- Capital versé sur 8 ans au plus
La prestation compensatoire a un caractère forfaitaire et prend la forme d'un capital dont le montant est fixé par le juge.
Lorsque le débiteur n'est pas en mesure de verser le capital le juge fixe les modalités de paiement du capital, dans la limite de huit années, sous forme de versements mensuels ou annuels indexés selon les règles applicables aux pensions alimentaires.
- Modalités de paiement révisables
Le débiteur peut demander la révision de ces modalités de paiement en cas de changement notable de sa situation. A titre exceptionnel, le juge peut alors, par décision spéciale et motivée, autoriser le versement du capital sur une durée totale supérieure à huit ans.
Le montant peut varier par exemple de 400 F par mois pour un ouvrier divorcé sans aucun bien, à 600.000 F à verser en capital (ou plus...) pour un époux ayant des biens et des économies, ou encore 20.000 F par mois pour un cadre dirigeant à haut salaire (plus d'éventuelles pensions alimentaires pour des enfants) .

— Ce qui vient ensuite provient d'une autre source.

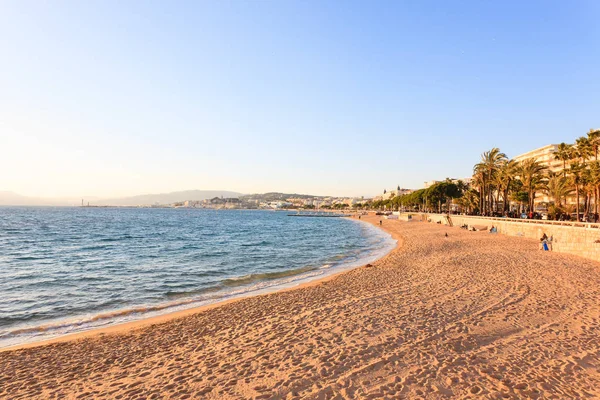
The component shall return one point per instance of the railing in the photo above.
(526, 221)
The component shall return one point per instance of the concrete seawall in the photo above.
(567, 237)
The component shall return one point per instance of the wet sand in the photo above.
(474, 315)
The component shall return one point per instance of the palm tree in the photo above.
(531, 173)
(490, 163)
(504, 178)
(576, 175)
(564, 153)
(583, 149)
(595, 180)
(594, 140)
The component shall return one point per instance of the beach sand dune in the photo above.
(473, 315)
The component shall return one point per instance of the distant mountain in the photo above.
(166, 198)
(277, 196)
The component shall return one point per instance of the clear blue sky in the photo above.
(103, 98)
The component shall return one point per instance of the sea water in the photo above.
(67, 270)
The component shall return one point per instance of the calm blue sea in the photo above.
(66, 270)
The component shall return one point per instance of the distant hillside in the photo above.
(276, 196)
(166, 198)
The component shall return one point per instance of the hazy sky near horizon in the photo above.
(110, 98)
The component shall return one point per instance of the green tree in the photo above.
(576, 176)
(490, 163)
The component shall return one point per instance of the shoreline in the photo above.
(448, 313)
(125, 327)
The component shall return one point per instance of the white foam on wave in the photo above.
(28, 334)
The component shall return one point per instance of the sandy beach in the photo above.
(473, 315)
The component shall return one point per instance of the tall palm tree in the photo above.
(576, 175)
(504, 178)
(563, 153)
(583, 149)
(594, 140)
(531, 173)
(595, 180)
(490, 163)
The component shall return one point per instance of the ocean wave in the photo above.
(265, 276)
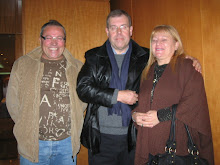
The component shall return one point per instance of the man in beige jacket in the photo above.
(43, 103)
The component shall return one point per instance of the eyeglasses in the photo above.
(114, 28)
(50, 38)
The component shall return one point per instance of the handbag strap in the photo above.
(192, 149)
(171, 143)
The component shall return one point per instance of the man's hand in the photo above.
(127, 97)
(196, 63)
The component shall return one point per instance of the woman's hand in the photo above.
(148, 119)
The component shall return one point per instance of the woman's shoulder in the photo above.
(184, 63)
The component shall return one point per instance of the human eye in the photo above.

- Les héritiers payeront s'ils acceptent la succession
A la mort de l'époux débiteur, la charge du solde du capital passe à ses héritiers s'ils acceptent la succession. Ils ont donc intérêt à examiner soigneusement si la succession est positive ou déficitaire. Les héritiers peuvent demander la révision des modalités de paiement.
- Le solde peut être libéré en une fois
Le débiteur ou ses héritiers peuvent se libérer à tout moment du solde du capital.

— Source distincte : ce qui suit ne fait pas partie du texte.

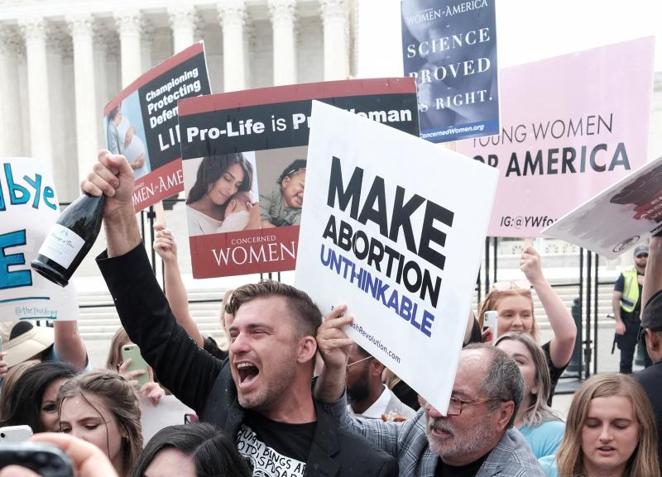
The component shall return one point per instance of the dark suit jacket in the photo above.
(204, 383)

Après la liquidation du régime matrimonial, le créancier de la prestation compensatoire peut saisir le juge d'une demande en paiement du solde du capital.
- Sous forme de Rente viagère
A titre exceptionnel, le juge peut, par décision spécialement motivée, en raison de l'âge ou de l'état de santé du créancier ne lui permettant pas de subvenir à ses besoins, fixer la prestation compensatoire sous forme de rente viagère.
La prestation compensatoire fixée sous forme de rente viagère peut être révisée, suspendue ou supprimée en cas de changement important dans les ressources ou les besoins des parties.
La révision ne peut avoir pour effet de porter la rente à un montant supérieur à celui fixé initialement par le juge.
L'action en révision est ouverte au débiteur et à ses héritiers.
Le débiteur d'une prestation compensatoire sous forme de rente viagère peut à tout moment saisir le juge aux fins de statuer sur la substitution à la rente d'un capital déterminé.
Cette action est ouverte aux héritiers du débiteur.
Le créancier de la prestation compensatoire peut former la même demande s'il établit qu'une modification de la situation du débiteur permet cette substitution, notamment lors de la liquidation du régime matrimonial.
- Divorce par demande conjointe
En cas de demande conjointe, les époux fixent le montant et les modalités de la prestation compensatoire, s'il en souhaitent une, dans la convention qu'ils soumettent à l'homologation du juge. Ils peuvent prévoir que le versement de la prestation cessera à compter de la réalisation d'un évènement déterminé.
La prestation peut prendre la forme d'une rente attribuée pour une durée limitée.
Le juge, toutefois, peut refuser d'homologuer la convention s'il estime qu'elle fixe inéquitablement les droits et obligations des époux.
La convention homologuée a la même force exécutoire qu'une décision de justice.
Elle ne peut être modifiée que par une nouvelle convention entre des époux, également soumise à l'homologation.
Les époux ont néanmoins la faculté de prévoir dans leur convention que chacun d'eux pourra, en cas de changement important dans les ressources et les besoins des parties, demander au juge de réviser la prestation compensatoire.
Depuis 2005, il peut être introduit dans la Convention la possibilité de réviser la prestation payée sous forme de rente en cas de remariage ou de concubinage notoire.
L'époux(se) aux torts exclusifs de qui le divorce est prononcé a également droit à une prestation compensatoire depuis le 1er janvier 2005.